As policies and procedures are developed, an approval process is required. Each policy and procedure in the health care manual should be reviewed at least annually and revised as necessary under the direction of the RHA. Documentation of this review can be done by inserting a signed and dated declaration at the beginning of the manual stating that the policies and procedures have been reviewed and approved. Or each policy can be signed individually. While it is important that key staff review and approve the policies and procedures, at a minimum, the signature of the facility’s RHA and responsible physician should be present to signify annual review and approval. Policies included in the manual that are not promulgated by health services should have authorizing dates and signatures but do not need signatures from the RHA and responsible physician.

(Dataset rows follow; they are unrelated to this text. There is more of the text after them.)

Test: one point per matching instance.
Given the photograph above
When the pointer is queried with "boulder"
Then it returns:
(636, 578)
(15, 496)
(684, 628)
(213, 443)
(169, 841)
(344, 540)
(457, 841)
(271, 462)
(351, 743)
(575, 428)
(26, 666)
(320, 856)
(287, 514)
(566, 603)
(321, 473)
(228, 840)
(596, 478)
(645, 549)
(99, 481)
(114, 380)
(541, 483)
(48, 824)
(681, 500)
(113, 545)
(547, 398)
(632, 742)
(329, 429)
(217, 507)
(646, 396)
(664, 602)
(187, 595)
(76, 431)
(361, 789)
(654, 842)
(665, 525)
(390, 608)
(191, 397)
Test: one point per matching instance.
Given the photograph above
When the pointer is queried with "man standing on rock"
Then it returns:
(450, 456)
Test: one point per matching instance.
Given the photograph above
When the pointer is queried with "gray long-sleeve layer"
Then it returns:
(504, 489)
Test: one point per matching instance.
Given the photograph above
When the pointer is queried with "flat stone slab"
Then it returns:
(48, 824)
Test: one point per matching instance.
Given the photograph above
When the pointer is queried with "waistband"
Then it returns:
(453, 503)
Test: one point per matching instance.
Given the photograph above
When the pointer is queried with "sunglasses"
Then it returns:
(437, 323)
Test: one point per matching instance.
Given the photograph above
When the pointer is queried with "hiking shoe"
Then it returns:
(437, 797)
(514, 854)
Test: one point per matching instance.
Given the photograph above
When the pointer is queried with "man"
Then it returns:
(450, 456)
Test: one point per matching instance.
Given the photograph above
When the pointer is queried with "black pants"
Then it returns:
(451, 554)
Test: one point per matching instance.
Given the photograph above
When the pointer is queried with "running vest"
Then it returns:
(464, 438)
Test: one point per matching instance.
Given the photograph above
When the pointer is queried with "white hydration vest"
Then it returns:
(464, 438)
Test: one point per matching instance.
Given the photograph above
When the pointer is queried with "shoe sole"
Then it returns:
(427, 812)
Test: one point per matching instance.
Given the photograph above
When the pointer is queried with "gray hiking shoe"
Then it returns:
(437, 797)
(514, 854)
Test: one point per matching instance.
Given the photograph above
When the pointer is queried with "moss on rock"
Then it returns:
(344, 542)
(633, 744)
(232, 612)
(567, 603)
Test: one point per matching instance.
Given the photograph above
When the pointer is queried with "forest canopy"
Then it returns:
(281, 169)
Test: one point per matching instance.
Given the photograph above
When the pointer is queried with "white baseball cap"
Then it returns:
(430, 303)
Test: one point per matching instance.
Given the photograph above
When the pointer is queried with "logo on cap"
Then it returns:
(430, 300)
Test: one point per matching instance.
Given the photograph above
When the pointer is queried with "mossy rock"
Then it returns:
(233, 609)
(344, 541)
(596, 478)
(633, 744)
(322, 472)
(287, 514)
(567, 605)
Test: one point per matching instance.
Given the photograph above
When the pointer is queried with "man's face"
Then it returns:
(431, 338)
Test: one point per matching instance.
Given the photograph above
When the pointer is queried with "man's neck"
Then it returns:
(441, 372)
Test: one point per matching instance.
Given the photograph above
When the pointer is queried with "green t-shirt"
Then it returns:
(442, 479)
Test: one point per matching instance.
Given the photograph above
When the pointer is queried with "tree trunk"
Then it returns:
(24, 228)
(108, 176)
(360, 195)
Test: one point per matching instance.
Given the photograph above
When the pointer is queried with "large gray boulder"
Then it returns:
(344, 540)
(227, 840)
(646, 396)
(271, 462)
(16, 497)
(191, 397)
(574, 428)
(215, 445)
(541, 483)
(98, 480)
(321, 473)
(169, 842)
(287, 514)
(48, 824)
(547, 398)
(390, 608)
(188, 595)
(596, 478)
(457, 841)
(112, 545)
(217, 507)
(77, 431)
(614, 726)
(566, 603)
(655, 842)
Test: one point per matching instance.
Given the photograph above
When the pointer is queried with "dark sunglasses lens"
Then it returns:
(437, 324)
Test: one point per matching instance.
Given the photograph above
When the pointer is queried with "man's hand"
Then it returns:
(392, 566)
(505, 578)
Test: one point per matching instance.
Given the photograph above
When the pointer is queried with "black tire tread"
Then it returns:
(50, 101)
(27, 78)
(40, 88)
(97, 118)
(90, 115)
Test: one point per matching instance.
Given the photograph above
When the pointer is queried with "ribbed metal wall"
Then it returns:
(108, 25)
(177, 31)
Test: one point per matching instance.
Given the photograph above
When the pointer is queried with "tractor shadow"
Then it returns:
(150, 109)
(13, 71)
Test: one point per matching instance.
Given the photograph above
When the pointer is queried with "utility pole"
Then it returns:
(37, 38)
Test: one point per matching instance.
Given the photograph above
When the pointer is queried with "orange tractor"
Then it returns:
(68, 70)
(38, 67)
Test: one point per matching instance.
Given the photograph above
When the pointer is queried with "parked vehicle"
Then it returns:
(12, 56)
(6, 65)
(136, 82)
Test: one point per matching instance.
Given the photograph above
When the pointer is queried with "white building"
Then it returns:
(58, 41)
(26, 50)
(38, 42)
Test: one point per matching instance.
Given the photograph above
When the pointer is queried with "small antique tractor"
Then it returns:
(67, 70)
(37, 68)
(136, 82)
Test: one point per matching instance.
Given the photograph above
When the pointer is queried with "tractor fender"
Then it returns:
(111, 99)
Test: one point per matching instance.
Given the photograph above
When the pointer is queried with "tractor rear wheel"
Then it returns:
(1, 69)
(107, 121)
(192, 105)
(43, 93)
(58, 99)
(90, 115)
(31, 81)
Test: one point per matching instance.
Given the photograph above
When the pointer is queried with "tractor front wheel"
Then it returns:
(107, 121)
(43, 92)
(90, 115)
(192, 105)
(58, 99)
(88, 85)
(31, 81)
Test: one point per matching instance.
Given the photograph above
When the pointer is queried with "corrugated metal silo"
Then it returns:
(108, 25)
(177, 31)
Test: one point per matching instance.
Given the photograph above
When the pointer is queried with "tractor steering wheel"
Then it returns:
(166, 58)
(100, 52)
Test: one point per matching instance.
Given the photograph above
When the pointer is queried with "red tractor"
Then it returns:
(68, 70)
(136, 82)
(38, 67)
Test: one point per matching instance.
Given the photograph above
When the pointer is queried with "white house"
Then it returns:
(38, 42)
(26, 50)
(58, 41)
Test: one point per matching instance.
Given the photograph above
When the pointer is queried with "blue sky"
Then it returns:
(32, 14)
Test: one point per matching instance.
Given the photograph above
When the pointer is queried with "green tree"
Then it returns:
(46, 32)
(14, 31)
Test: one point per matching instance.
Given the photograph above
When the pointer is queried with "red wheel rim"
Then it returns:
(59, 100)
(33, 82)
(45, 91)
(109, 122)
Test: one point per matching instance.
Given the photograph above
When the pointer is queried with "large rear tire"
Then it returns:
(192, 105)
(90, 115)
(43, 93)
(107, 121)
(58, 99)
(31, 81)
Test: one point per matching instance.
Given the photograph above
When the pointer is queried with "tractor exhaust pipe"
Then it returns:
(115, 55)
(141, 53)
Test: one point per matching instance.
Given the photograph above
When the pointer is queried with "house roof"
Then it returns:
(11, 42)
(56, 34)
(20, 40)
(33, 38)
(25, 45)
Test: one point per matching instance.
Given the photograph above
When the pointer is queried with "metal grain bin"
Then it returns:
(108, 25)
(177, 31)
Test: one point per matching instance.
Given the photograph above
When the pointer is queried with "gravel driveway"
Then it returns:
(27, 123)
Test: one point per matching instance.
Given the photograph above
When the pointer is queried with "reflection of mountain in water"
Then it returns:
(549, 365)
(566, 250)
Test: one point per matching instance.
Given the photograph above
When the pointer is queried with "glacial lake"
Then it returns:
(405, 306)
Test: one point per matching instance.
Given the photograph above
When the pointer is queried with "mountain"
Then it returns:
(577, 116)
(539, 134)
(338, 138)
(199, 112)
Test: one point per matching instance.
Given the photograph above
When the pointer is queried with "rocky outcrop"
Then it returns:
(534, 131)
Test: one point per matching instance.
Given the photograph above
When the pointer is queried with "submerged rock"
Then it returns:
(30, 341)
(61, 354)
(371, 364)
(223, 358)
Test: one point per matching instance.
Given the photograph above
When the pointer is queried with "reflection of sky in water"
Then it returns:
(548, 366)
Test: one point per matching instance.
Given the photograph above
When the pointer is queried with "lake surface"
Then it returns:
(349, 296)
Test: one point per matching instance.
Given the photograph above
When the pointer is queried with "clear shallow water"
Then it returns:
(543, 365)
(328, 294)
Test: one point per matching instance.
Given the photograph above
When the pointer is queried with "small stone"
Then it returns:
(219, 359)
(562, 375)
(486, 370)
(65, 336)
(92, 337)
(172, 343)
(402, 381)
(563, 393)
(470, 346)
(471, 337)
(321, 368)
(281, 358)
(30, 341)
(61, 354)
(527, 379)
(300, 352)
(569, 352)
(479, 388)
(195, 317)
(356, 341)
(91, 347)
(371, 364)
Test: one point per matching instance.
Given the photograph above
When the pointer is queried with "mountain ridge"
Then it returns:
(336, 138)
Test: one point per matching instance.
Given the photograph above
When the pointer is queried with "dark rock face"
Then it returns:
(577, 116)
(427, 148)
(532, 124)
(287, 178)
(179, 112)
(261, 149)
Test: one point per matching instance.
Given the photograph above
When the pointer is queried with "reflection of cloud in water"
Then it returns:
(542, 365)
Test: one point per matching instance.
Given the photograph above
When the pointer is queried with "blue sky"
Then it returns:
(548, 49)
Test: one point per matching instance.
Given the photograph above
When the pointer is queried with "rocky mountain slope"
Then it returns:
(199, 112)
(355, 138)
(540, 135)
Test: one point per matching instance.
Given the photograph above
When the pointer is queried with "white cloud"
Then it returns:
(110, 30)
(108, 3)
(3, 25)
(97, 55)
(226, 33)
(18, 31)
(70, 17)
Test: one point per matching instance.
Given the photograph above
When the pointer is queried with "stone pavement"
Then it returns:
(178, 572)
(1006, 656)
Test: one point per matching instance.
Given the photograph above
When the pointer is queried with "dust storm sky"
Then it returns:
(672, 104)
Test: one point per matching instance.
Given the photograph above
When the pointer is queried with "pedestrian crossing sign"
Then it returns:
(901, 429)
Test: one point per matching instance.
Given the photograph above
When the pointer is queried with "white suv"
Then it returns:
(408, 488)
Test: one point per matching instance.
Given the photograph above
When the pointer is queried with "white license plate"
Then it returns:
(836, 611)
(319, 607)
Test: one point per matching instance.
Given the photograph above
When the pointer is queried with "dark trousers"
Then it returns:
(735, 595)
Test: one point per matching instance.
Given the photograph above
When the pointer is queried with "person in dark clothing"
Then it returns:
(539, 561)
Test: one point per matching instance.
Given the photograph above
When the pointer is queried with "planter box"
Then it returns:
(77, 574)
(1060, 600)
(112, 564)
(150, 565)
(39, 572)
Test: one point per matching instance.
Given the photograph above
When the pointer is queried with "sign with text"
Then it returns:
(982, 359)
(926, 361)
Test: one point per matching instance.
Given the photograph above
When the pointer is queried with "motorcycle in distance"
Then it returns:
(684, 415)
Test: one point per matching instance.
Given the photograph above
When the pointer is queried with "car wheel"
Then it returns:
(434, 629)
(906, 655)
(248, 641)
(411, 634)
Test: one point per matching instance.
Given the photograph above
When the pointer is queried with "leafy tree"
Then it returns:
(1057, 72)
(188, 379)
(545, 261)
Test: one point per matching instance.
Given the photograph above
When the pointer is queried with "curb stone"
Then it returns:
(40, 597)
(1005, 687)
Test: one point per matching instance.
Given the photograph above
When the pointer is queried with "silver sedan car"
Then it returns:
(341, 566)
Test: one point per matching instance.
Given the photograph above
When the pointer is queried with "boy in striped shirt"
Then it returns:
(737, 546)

Availability of the Manual

The standard intends to ensure that policies and procedures are written and accessible to staff. Having the only manual locked away in an administrator’s office is not useful and should be avoided. Manuals should be stored in a place that is readily accessible to health staff. Facilities may have one or more binders or have the policies available electronically on a shared drive. Facilities that have electronic policies and procedures should consider having at least one printed manual to ensure the manual is accessible in the event of a power failure.

Finally, the RHA should ensure that actual practice matches the newly developed or revised policies and procedures. Staff training may be a component of ensuring that practice matches the written word. When properly developed, the policy and procedure manual will be a useful tool to staff as they carry out the facility’s mission.

[This article first appeared in the Spring 2017 issue of CorrectCare.]